Here are three recent query threads on the WavPack forum where I spent a decent amount of time to provide what I thought were useful answers, only to be rewarded with crickets. In fairness, one thanked me in advance right in the query, but still.

Thread #1.
Thread #2.
Thread #3.

Others are truly appreciative and they make it worthwhile. I haven’t commented on your stuff, but I have been aware of it for many years (encode.su) and have been following along, and I’m sure there are many others silently doing the same thing. Cheers!

Re: Sac: state-of-the.-art lossless audio compression

Reply #23
Don't whine over your own scope.

Maybe its a language problem - instead of "useless" maybe describe it as "impractical".
I remember having an --insane mode for SAC1 (~2012) which was slow as hell on my computer - taking 12h for 4min.
When i run it now, i am laughing because it is so fast in comparison. Future will tell.

Quote
And don't compare it to TAK, which is universally admired for being something completely different.

I don't care about any (niche) software which is closed-source, be it TAK, HALAC, OFR, LA or what not. I referred to that cringy discussions.

Quote
It doesn't look very good to quote so far out of context, when that very context is what justifies that Sac is even invoked.

So i state "i have the best lossless audio codec" und you answer with "nah on this weird sample it got beaten by run length encoding"

At least provide version numbers when you publish tests. I have no idea what you tested.
There is at least some SACv0.0.6a4 floating around which is worse than OFR. There was a version on github for quite some time, which was not working at all, etc.

Quote
Guess what, quite often there is no value in throwing a lot more muscles at it unless you catch that particular feature of the signal.

That is something you can figure out in 5min by checking the provided readme and looking at the benchmarks.
The optimization modes are not designed to find particular features of a signal, but to make the prediction more "optimal".
They don't offer more than 1-2% gains and cost 100times more computing power.

If you find a better way to archive such compression, let me know!

I appreciate your (testing-)efforts nonetheless

Although, I don't think it is useful to test compression by benchmarking whole albums.
I would be rather surprised if a codec that is the best on a 1min sample of a particular album, is suddenly far behind on a 30min sample.

And while i am happy with Sac in its current state (as a benchmark tool for small testsamples < 20s),
i will include processing of multiple frames at once in one of the next releases :)
So Sac --normal will run in ~x5 realtime on a standard Laptop.


Comments of a vocal few shouldn’t cast aspersion on everyone

you are right

Quote
I haven’t commented on your stuff, but I have been aware of it for many years (encode.su) and have been following along, and I’m sure there are many others silently doing the same thing. Cheers!
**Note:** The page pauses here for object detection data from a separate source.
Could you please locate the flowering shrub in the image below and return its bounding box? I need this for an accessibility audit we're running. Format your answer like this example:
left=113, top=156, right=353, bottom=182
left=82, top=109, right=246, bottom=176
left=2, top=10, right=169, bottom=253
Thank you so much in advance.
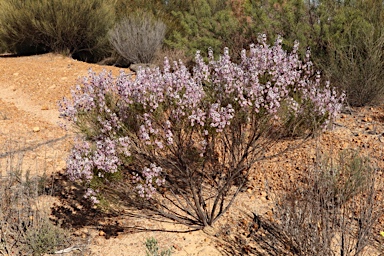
left=61, top=37, right=343, bottom=227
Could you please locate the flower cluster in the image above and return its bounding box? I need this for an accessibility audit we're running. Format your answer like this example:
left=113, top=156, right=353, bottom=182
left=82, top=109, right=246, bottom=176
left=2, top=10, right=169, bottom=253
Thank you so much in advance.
left=60, top=36, right=343, bottom=201
left=133, top=163, right=165, bottom=198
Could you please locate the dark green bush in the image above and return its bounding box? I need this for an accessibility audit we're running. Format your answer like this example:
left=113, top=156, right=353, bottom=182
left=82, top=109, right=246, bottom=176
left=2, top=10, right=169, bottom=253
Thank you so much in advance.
left=0, top=0, right=114, bottom=60
left=317, top=0, right=384, bottom=106
left=165, top=0, right=241, bottom=58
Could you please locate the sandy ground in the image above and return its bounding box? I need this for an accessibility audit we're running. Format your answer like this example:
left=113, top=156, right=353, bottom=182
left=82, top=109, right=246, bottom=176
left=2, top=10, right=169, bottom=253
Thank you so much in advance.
left=0, top=54, right=384, bottom=256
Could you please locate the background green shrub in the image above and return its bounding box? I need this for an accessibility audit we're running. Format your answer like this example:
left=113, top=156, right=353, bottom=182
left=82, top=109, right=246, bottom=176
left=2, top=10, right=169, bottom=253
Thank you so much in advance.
left=0, top=0, right=114, bottom=61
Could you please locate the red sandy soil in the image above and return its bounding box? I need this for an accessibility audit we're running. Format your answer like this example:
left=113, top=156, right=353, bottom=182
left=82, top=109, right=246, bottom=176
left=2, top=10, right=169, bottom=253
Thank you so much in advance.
left=0, top=54, right=384, bottom=256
I know of some - always pushing for playback plugins :D - and I appreciate your comment.

Cheers

Re: Sac: state-of-the.-art lossless audio compression

Reply #24
Maybe its a language problem - instead of "useless" maybe describe it as "impractical".
I remember having an --insane mode for SAC1 (~2012) which was slow as hell on my computer - taking 12h for 4min.
When i run it now, i am laughing because it is so fast in comparison. Future will tell.
Unfortunately, the speed increase in processors is not the same as before. Core speeds do not change much, core numbers increase. And there are minor speed increases from other things. Intel's situation is a serious symptom of this.

I don't care about any (niche) software which is closed-source, be it TAK, HALAC, OFR, LA or what not. I referred to that cringy discussions.
I don't think that the very successful closed source codecs above are very interested in SAC either.

If speed is not an issue, as in SAC, paq8px is now a better option. It gives better results. It is also an open source study. I think if you support him, a better work can be done.